What to do today (Wednesday 25-1-2017)

In today’s lecture (2-3pm in room KE3-008, which is the large lecture theatre on the third floor of the main building in Kevin St), I will describe the project objectives, review the provisional schedule and explain how the assessment works.

In today’s lab (3-6pm in various labs on the ground floor of the main building in Kevin St), you have five jobs to do. The first four are very short; the fifth is more challenging.

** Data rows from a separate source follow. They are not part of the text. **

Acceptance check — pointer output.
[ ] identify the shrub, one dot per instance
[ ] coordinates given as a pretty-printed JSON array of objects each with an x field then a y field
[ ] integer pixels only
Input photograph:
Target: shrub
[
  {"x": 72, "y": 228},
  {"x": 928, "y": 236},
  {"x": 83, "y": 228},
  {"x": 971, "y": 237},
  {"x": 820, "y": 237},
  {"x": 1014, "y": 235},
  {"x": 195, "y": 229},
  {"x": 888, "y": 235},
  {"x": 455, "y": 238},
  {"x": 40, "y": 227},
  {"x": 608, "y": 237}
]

  1. Meet your tutor – this is the lecturer who will supervise your lab group and assist you in completing the project.
  2. Form teams of 3 – your tutor will assign each team a number (see number range for each group below) and give you a RoboSumo kit. It is your responsibility to look after the kit throughout the project.
  3. Choose a team name. You can choose whatever name you want as long as it’s not offensive or impractical (e.g. too long). Please keep in mind that the team name will be publicly visible on the Internet.
  4. Set up your individual WordPress.com blog – you will use this to document your work on the project. NB One blog per student (not per team) and provide the link to your tutor.
  5. Complete (or at least make significant progress on) the LED Flash Challenge. See the previous post on this blog for details.

Each team must have a unique name and team number. Your tutor will assign your team a number from the range allocated to your group, as shown below:

  • DT066 groups A1 and A2: team numbers 1-12 (Ted & Jane in KEG-036)
  • DT066 group B1: team numbers 13-18 (Brian in KEG-004)
  • DT066 group B2: team numbers 19-24 (Richard in KEG-014)
  • DT066 group F1: team numbers 25-30 (Paul in KEG-012)
  • DT066 group F2: team numbers 31-36 (Shivananda in KEG-014)
  • DT009 group: team numbers 37-42 (John in KEG-036)

Note: Tutors, please make a list of teams in your group that includes team name, number and members!

Your RoboSumo kit should include the following items:

  1. 1 x mini breadboard
  2. 1 x MSP430 LaunchPad
  3. 1 x mini USB cable
  4. 1 x MSP430G2452 microcontroller (or MSP430G2553)
  5. 1 x 4AA battery holder with built-in switch
  6. 2 x yellow geared DC motor
  7. 1 x SN754410NE driver chip
  8. 1 x LM1117 3.3V voltage regulator
  9. 4 x TCRT5000 infrared reflective sensor
  10. 1 x microswitch
  11. 1 x 1000uF electrolytic capacitor
  12. 4 x green LED
  13. 4 x red LED
  14. 8 x 220 Ohm resistor
  15. 4 x 10 kOhm resistor
  16. 2 x 100 kOhm resistor

To set up your blog,

  • Go to wordpress.com.
  • Click on the “Start a blog” button.
  • Step 1 of 5: Select “A list of my latest posts”.
  • Step 2 of 5: Select “Twenty Sixteen”.
  • Step 3 of 5: Choose a domain for your blog ending in “.wordpress.com”. For example, “joebloggsroboslam.wordpress.com”. You will be creating a free account, so you can ignore the other options – they are not available without upgrading to a paid account. A free account provides all the features you require for this project.
  • Step 4 of 5: Click on “Select Free” to set up a free account.
  • Step 5 of 5: Enter your email address and choose a password. Leave the username the same as your chosen domain name. Carefully note your username and password so that you don’t forget them. WordPress.com is a private company, so if you lose your details it’s between you and them (rather than DIT) to find out what they are.
  • Finally, click “Create My Account”.
  • Give the domain name (i.e. the web address of your blog) to your tutor along with your name.

Once everyone on your team has set up their blog, it’s time to proceed to the LED Flash Challenge.